In den ersten fünf Monaten dieses Jahres sind die Teeexporte um vier Prozent zum Vorjahr auf knapp 2.000 Tonnen gestiegen. Das ist rund fünf Mal so viel wie vor 20 Jahren. Sollte der Trend anhalten, wird es in diesem Jahr einen Rekordexport geben. Davon profitieren die direkten Produzenten von japanischem Grüntee, aber auch verarbeitende Unternehmen wie Japans größter Exporteur von Grüntee-Getränken, Ito En.

Laut einem Bericht der Finanzzeitung „Nikkei“ hängt das stetige Wachstum der vergangenen Jahre unter anderem mit der zunehmenden Popularität von Matcha im Ausland zusammen. Das Pulver aus gemahlenen Teeblättern veredelt zum Beispiel Kaffeegetränke und Desserts.

Gestiegene Preise

Ebenso erfreulich für die japanischen Produzenten sind die gestiegenen Preise für japanischen Grüntee in allen Varianten. US-Käufer müssen aktuell 38 Dollar je Kilogramm bezahlen. Das sind laut dem „Nikkei“-Bericht 80 Prozent mehr als vor drei Jahren. Knapp ein Drittel des japanischen Grüntees geht in die USA.

Erhöhte Preise müssen auch Importeure in Deutschland und Hongkong zahlen.
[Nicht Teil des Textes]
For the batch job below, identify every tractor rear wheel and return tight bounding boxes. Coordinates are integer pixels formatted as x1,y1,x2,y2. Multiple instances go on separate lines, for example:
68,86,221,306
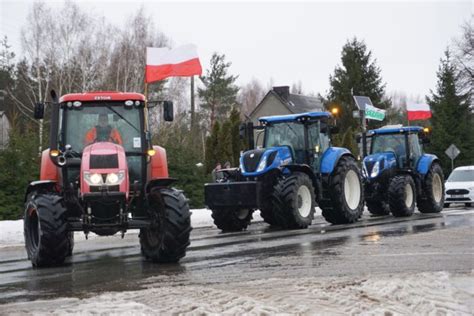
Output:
320,157,364,224
211,208,253,232
366,200,390,216
272,172,316,229
388,175,416,217
416,163,444,213
139,188,192,263
23,193,72,267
Da ist es ein kleiner Trost, dass durch das Freihandelsabkommen zwischen Japan und der Europäischen Union der Zoll von 3,2 Prozent auf Teeimporte mit weniger als drei Kilogramm Gewicht ab Inkrafttreten des Vertrages im kommenden Jahr wegfällt.

Die wachsende Nachfrage nach japanischem Grüntee hängt nach Ansicht von Analysten nicht nur mit der weltweit zunehmenden Verbreitung von japanischem Essen zusammen, sondern könnte auch eine Folge des Touristenbooms in Japan sein. Nach ihrer Rückkehr möchten viele davon weiter grünen Tee aus Japan erleben und trinken.